## Selection problems

Moderators: statman, Analyst Techy, andris, Fierce, GerineL, Smash

Anders

### Selection problems

I am stuck with a problem in SPSS.

I have a huge datafile (about 6000 reccords) containing data about criminality. The data-file contains data about codes for crimes comitted, dates of crimes comitted, sentences (judges about penalties), dates of sentences, penalties and dates of penalties (for example imprisonement). For a ten year period there are 82 judge decitions (sentences). Each judge decision can contain up to 30 individual crimes.

Now I want to find out how many crimes that were performed two and one year ahed of the year of sentence and one and two years after the year of sentence. In order to find out, I have to know how many crimes of a certain kind that was comitted a specifik year.

The data file is organised in the following way:

--------------Sentence 1----------- to ---------- Sentence 82 -----------
|Data, Data, Crime, Year of crime | Data, Data, Crime, Year of crime|

Now I created "flags" or "needles" for a special combination of year and a special combination of crimes comitted. For example the codes of 30050 and 30051 are codes for drunken driving. So to create a flag for drunken driving (DD) 1990 I wrote "compute DD90 = 1, if year EQ 90 AND DD = 30050 OR DD = 30051). I have done this for all years between 1990 to 2005. Now I wanted to count or sum the number of crimes comitted in a certain year accross all sentences. There are about 2065 variables about crimes comitted and 2065 variables about dates of crimes.

If I pick a "needle" like DD90 and then sum all crimes in all sentences
I get exactly the same result as when using DD91 or DD92.

It is not likely that some clients decide to comit exactly 22 or 43 DUI-crimes year after ýear. So what am I doing wrong???????

Is there any help oot there it would be much appreciated.

Thanks !

/A.
arandren
Posts: 9
Joined: Wed Apr 16, 2008 8:57 pm

### Deep or wide files

Oh !
I forgot to tell you one thing. The data stucture showed above is wide (horizontal) were each individual is a case in one row.
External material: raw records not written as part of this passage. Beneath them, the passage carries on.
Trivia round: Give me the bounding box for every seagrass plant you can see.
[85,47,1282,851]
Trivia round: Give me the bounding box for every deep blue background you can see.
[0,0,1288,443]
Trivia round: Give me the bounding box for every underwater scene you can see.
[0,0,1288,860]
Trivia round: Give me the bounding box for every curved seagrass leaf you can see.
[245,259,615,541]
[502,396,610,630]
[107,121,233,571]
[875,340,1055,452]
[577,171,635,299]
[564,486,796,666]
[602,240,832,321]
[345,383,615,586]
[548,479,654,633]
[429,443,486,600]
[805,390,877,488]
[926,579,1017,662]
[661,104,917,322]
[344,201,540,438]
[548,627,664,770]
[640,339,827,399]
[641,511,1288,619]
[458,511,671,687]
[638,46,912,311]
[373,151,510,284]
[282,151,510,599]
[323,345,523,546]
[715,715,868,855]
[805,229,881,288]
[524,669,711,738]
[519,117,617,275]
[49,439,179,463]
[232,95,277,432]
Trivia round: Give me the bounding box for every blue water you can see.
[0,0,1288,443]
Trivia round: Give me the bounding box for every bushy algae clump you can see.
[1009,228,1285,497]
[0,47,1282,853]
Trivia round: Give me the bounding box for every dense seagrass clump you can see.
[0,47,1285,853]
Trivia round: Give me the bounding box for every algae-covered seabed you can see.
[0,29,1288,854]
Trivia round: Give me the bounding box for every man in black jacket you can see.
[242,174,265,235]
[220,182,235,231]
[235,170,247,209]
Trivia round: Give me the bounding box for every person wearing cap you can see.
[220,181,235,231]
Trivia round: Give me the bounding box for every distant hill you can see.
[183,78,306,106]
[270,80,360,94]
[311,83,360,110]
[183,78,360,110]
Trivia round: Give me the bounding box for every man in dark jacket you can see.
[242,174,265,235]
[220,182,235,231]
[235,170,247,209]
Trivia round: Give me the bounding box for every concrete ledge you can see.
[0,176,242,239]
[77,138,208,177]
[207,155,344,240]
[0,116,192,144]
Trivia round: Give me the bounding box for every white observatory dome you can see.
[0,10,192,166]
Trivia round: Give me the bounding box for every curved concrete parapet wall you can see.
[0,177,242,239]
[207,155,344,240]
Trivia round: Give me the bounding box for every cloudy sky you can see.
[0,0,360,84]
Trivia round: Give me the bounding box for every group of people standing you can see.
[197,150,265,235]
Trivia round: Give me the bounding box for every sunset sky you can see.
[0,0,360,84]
The original data-file is deep (i.e. each sentence is a case) and some individuals can be present on as many rows in SPSS data-editor as thare are sentences.
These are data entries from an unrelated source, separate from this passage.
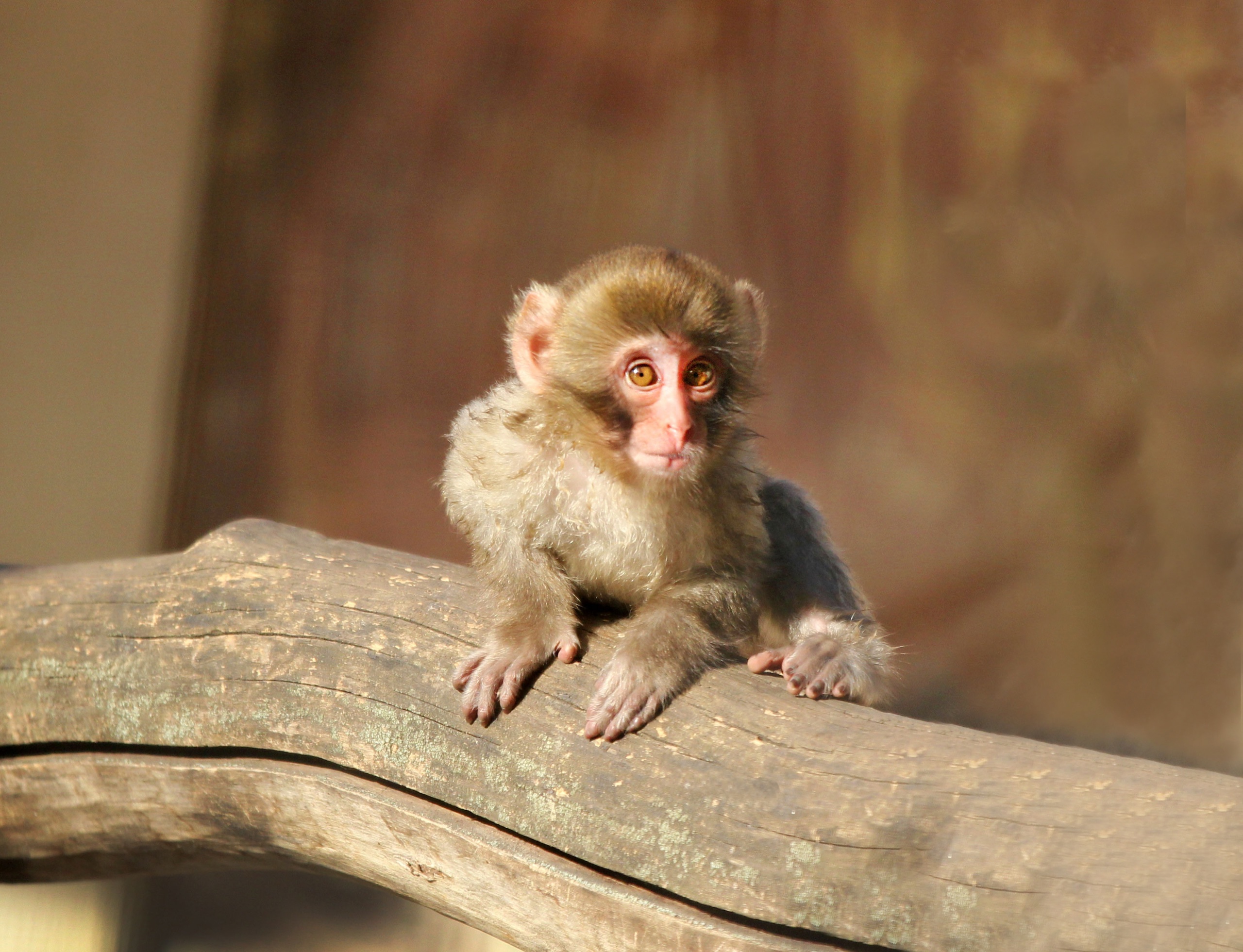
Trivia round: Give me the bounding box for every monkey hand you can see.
[583,651,677,741]
[454,634,579,727]
[747,613,892,705]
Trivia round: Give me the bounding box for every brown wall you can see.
[170,0,1243,766]
[0,0,220,563]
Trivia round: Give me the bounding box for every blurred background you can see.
[0,0,1243,952]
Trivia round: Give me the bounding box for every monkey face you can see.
[610,335,721,475]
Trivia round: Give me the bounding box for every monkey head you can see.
[508,246,764,479]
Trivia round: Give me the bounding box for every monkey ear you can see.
[510,284,561,394]
[733,281,768,354]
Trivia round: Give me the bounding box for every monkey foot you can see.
[583,657,672,741]
[454,637,578,727]
[747,635,889,703]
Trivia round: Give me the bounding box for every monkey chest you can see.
[544,477,712,605]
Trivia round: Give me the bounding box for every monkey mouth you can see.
[633,450,691,473]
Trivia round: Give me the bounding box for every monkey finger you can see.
[747,648,789,675]
[454,648,487,691]
[472,663,504,727]
[604,688,651,742]
[782,637,839,685]
[625,695,664,733]
[499,663,533,713]
[583,688,625,741]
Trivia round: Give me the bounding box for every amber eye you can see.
[625,364,656,386]
[682,360,716,386]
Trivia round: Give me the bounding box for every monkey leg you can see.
[454,551,579,727]
[747,609,894,705]
[583,579,757,741]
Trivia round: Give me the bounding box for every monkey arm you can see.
[454,544,579,727]
[747,480,892,703]
[584,577,759,741]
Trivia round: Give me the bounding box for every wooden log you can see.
[0,521,1243,951]
[0,753,843,952]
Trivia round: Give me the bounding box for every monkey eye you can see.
[625,364,656,386]
[682,360,716,386]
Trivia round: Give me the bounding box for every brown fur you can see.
[441,246,890,739]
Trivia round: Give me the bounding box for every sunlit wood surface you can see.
[0,519,1243,952]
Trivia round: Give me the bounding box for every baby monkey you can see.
[441,246,892,741]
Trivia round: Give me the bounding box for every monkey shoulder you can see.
[440,380,552,537]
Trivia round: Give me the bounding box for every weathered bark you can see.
[0,753,841,952]
[0,521,1243,950]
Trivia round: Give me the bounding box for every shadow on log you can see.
[0,519,1243,952]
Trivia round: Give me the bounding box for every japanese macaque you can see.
[441,246,892,741]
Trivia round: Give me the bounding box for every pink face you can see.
[614,337,721,473]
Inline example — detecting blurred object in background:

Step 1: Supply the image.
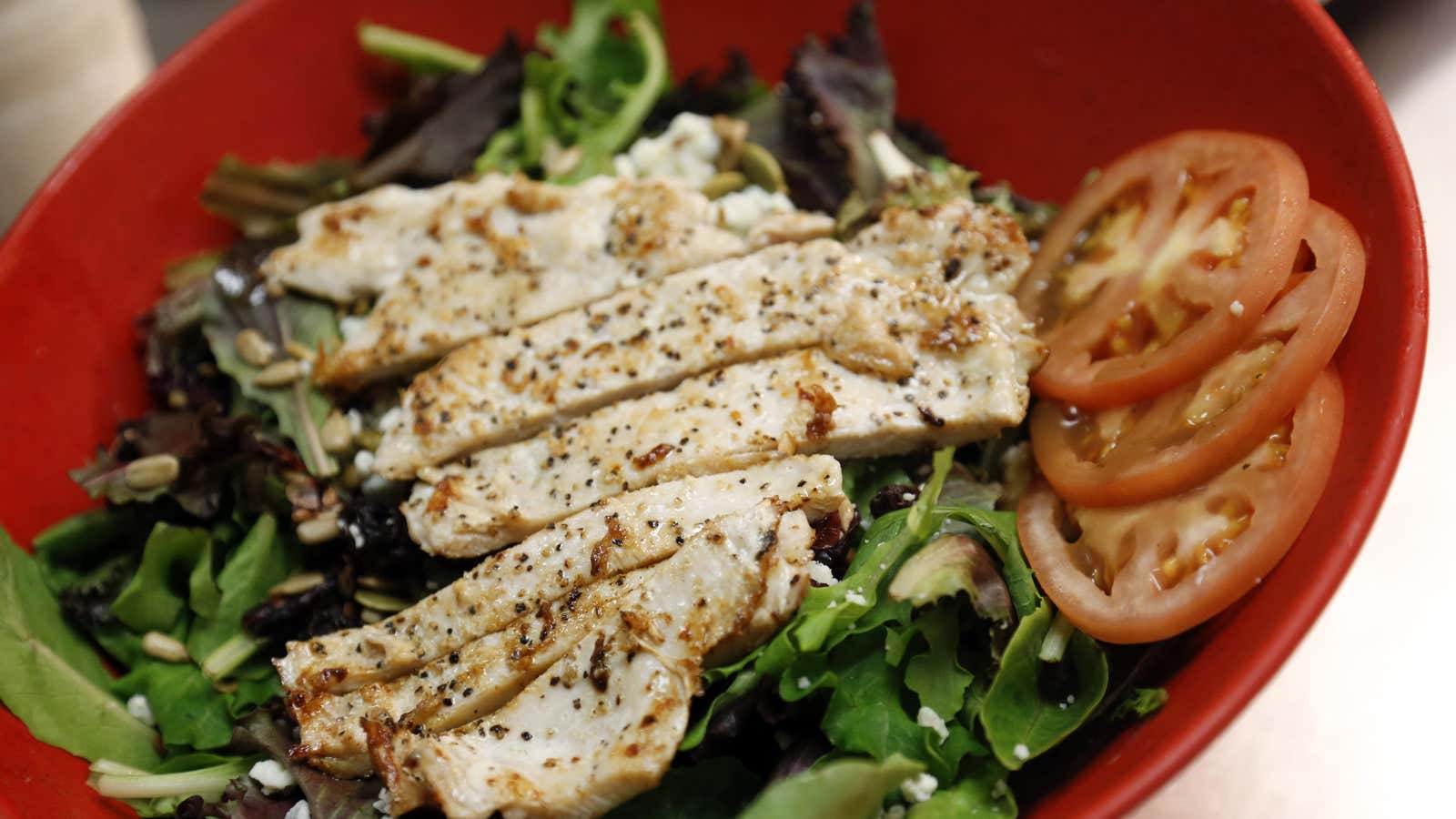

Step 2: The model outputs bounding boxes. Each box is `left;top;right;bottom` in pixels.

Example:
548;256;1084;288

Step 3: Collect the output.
0;0;151;232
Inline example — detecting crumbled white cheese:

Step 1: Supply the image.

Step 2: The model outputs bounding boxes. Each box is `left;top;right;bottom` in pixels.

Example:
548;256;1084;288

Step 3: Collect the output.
248;759;294;793
126;693;157;726
810;560;839;586
354;449;374;473
713;185;794;233
915;705;951;744
339;310;369;344
613;114;723;188
379;407;405;433
900;774;941;803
I had a problem deciding what data-file format to use, but decided to use the wide version. Maybe this was an incorrect desition?

Any comment on this ?

/A.
statman
Posts: 2734
Joined: Tue Jun 12, 2007 12:08 pm
Location: Florida, USA
Have to think about this, might need a restructuring or special syntax to extract needed cases. Someone will get back to you.
See the note below

NOTE: Please read the Posting Guidelines and always tell us your OS, the SPSS version and information about your study and data!

Statman
Statistical Services
arandren
Posts: 9
Joined: Wed Apr 16, 2008 8:57 pm
Thanks, I need it !

Besides, the data structure in the "deep" file is:

Sentence No (1-82), date of sentence, crime, crime date, type of verdict, date of verdict, Id-number etc

In the flat file the structure is :

Id-number (for each person) , crime, crime date, Sentence number, Verdict, date of verdict etc

Someone told me that I should use Phyton to program SPSS in this case, but I have little experience with Phyton and SPSS together.
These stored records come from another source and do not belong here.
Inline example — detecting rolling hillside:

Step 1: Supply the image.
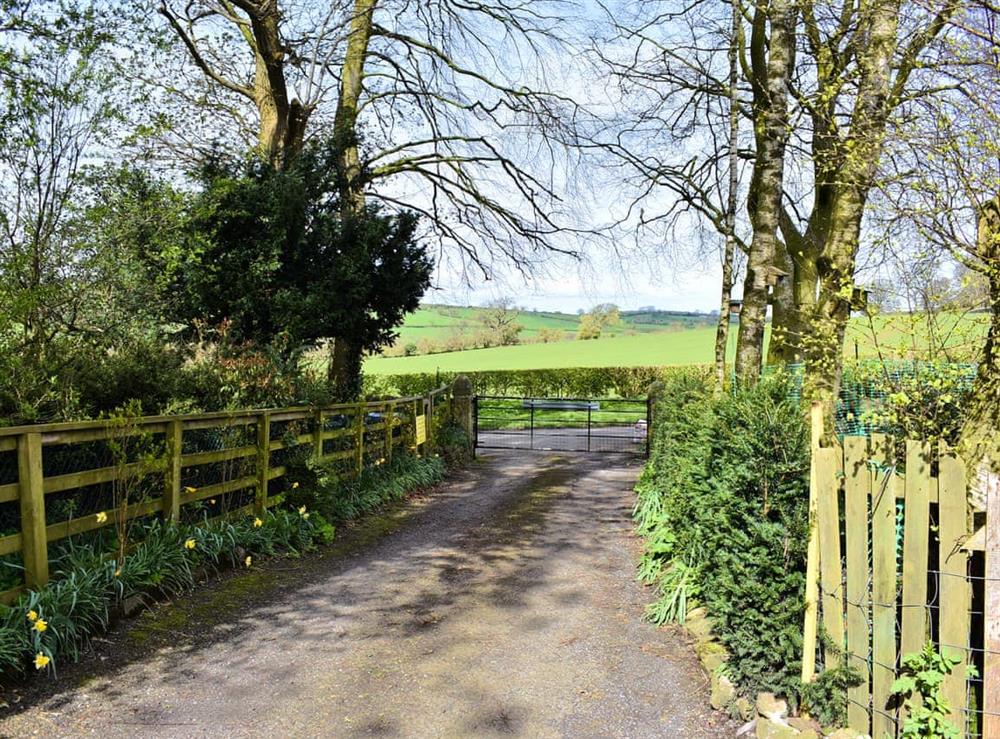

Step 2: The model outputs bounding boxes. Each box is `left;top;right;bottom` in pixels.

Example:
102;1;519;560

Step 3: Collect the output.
365;309;987;374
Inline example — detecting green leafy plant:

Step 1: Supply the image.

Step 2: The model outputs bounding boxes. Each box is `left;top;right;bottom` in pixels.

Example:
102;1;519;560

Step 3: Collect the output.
633;374;809;704
892;642;961;739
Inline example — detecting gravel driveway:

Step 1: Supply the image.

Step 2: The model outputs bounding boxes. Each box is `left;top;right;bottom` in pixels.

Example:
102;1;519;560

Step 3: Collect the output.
0;452;733;739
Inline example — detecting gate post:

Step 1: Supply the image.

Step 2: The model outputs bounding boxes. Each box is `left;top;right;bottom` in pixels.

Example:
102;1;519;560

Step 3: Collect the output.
451;375;477;454
646;380;667;459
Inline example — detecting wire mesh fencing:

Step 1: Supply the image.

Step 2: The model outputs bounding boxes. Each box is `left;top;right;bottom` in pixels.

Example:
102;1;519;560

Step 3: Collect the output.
803;434;1000;738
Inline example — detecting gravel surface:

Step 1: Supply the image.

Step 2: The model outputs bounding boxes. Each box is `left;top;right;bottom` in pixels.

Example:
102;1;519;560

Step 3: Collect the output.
0;452;733;739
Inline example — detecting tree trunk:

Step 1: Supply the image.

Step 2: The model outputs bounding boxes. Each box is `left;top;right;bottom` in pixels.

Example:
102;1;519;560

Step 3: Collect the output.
802;0;900;433
959;195;1000;494
736;0;797;382
767;242;799;364
244;2;309;167
715;0;742;392
330;0;377;399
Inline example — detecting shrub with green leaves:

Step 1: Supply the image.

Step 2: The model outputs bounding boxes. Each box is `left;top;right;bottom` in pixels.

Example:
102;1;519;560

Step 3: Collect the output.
892;642;961;739
634;376;809;703
285;454;445;523
364;367;712;398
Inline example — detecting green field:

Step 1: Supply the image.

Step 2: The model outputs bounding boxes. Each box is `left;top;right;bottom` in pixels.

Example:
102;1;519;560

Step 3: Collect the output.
365;314;986;375
365;328;735;375
396;305;715;345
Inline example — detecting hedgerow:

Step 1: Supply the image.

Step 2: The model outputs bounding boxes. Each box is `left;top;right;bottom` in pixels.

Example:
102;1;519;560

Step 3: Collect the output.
365;367;711;398
635;376;809;703
285;454;444;523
Another suggestion was to move to SAS - but likewise - I have little experience from SAS.

A third proposal was to export the file to a database and use SQL. However I am still stuck.

A fourth proposal was to migrate to SPSS16. But I do not have access to SPSS16 - and do not know what that version can do more than SPSS15, that I am working with.

So - any help would be appreciated.

/ A.
Smash
Moderator
Posts: 233
Joined: Tue Aug 07, 2007 11:48 am
A question:
What is a difference between "deep" file and "flat" file ?
I can see same structure, so every line contains 1 crime/verdict per person (id_nr).
Still looks better than wide version, which is overcomplicated and definitly would need macros to go futher. So, go back to first data plan and put here a small example - 1 person.
We go futher after this, ok?
arandren
Posts: 9
Joined: Wed Apr 16, 2008 8:57 pm
Smash!
First, thanks for your replies.

The differenxce between what I call a "deep" and a "flat" file is as follows:

Remember: I have data for about 6000 persons (convicted criminals). From the year of 1990 to 2005, some of these guys´ had up to 82 trials at court and were sentenced to a number of penalties, the same number of times. (i.e. 82). The procedure at Swedish courts are that they kind of "collect" a number of crimes in each trial - so each trial can address up to 30 crimes. I thus have data about 2065 individual crimes comitted and 2065 variables about dates of crimes. I also have data about year of trial.
Penalties can include a lot of sanctions (from inprisonement to attendance of special programs within the prison and probation service. Now I want to know what sanction (prison, program 1, program2 etc) that has the best preventive effect. So I want to be able to find out:

Nr of crimes Nr of crimes Nr of crimes Nr of Crimes
2 years 1 year 1 year 2 years
before before SANCTION after efter
sanction sanction sanction sanction

I have data about year of sanction - lets say 1990. But 1990 can pop up in many trials (theorethically 82 times). Anyhow, I hace to count or summarize the number of crimes comitted before and after a sanction for a specific year.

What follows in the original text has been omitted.